Benchmarks and Performance¶

Goal¶

Compare yaml12 performance against:

PyYAML (defaults)
PyYAML (as fast as possible)
ruyaml

We intentionally avoid testing semantic differences between YAML 1.1 and 1.2, as well as less-used YAML features like tags and streams.

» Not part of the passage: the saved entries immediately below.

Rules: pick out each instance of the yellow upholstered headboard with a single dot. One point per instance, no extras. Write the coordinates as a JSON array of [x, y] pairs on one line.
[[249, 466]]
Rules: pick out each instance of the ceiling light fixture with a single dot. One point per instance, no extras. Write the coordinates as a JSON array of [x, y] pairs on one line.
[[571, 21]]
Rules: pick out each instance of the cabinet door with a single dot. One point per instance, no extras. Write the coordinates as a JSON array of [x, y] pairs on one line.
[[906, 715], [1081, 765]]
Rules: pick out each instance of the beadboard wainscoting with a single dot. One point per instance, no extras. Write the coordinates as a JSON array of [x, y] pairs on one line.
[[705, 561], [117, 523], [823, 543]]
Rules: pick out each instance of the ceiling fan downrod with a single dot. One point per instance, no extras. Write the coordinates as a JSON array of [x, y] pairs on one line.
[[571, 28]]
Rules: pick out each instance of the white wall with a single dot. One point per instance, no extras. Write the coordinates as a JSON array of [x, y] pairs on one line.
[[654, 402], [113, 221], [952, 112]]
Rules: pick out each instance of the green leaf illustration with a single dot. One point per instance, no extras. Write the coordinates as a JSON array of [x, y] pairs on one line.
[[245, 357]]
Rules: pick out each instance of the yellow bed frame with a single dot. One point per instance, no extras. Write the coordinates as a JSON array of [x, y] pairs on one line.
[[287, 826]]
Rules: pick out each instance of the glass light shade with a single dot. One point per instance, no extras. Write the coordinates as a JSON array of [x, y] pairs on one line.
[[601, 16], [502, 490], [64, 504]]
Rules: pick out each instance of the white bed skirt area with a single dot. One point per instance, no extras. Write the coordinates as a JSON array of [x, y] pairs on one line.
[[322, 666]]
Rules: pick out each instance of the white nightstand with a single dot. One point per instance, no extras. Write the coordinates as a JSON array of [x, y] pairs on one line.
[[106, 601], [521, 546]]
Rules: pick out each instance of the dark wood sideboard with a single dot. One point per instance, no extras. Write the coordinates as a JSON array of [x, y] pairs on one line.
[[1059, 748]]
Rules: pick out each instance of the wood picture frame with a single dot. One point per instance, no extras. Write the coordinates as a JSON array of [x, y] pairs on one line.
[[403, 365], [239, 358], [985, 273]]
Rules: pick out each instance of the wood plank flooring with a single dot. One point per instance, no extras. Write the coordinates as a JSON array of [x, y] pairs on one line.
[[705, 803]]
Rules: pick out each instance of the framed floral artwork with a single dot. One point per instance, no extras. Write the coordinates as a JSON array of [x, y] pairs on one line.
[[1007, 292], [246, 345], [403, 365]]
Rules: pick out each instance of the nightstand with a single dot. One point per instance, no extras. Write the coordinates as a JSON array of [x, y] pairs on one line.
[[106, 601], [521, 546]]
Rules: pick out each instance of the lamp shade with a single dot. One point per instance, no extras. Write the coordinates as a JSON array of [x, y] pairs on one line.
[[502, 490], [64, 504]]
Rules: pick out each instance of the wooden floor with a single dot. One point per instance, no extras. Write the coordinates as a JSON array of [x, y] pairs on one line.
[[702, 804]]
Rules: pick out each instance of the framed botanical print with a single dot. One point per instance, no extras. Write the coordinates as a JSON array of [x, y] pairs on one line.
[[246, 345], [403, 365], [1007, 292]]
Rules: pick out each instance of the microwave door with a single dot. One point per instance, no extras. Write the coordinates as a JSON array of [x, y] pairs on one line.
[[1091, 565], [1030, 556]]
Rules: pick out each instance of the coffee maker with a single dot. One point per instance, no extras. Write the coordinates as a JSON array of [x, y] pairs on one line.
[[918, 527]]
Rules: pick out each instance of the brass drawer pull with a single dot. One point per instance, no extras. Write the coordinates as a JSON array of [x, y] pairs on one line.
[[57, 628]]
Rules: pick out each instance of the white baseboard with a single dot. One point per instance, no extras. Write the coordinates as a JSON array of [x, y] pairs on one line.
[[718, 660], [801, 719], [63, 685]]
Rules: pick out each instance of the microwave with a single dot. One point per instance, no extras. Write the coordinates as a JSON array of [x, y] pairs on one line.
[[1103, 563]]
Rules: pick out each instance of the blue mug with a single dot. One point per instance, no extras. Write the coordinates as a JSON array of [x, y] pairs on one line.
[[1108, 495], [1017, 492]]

Instead, we focus on the simple default usage of each library.

Operations:

read: YAML file → Python object
write: Python object → YAML file

Reproduce¶

From the repo root:

make venv
.venv/bin/python -m pip install py-yaml12 pyyaml ruyaml plotnine pandas jupyter ipykernel great-tables css-inline
QUARTO_PYTHON="$PWD/.venv/bin/python3" quarto render benchmarks.qmd

Setup¶

Tweak these constants for faster iterations.

max_power = 15
max_time_s = 1
max_iters = 20_000

from __future__ import annotations

from dataclasses import dataclass
import math
import os
import tempfile
import time
from pathlib import Path
from statistics import median
from typing import Any, Callable, Literal

import pandas as pd
import ruyaml
import yaml
import yaml12
from great_tables import GT, loc, style
from IPython.display import HTML, display
from plotnine import (
    aes,
    element_line,
    geom_line,
    geom_point,
    ggplot,
    labs,
    scale_x_log10,
    scale_y_log10,
    theme,
    theme_minimal,
)

def fmt_bytes(n: float) -> str:
    units = ["B", "KiB", "MiB", "GiB", "TiB"]
    n = float(n)
    for unit in units:
        if abs(n) < 1024 or unit == units[-1]:
            if unit == "B":
                return f"{n:.0f} {unit}"
            s = f"{n:.1f}".rstrip("0").rstrip(".")
            return f"{s} {unit}"
        n /= 1024
    return f"{n:.1f} {units[-1]}"


def round_sig(x: float, sig: int = 1) -> float:
    if x == 0:
        return 0.0
    return round(x, sig - 1 - int(math.floor(math.log10(abs(x)))))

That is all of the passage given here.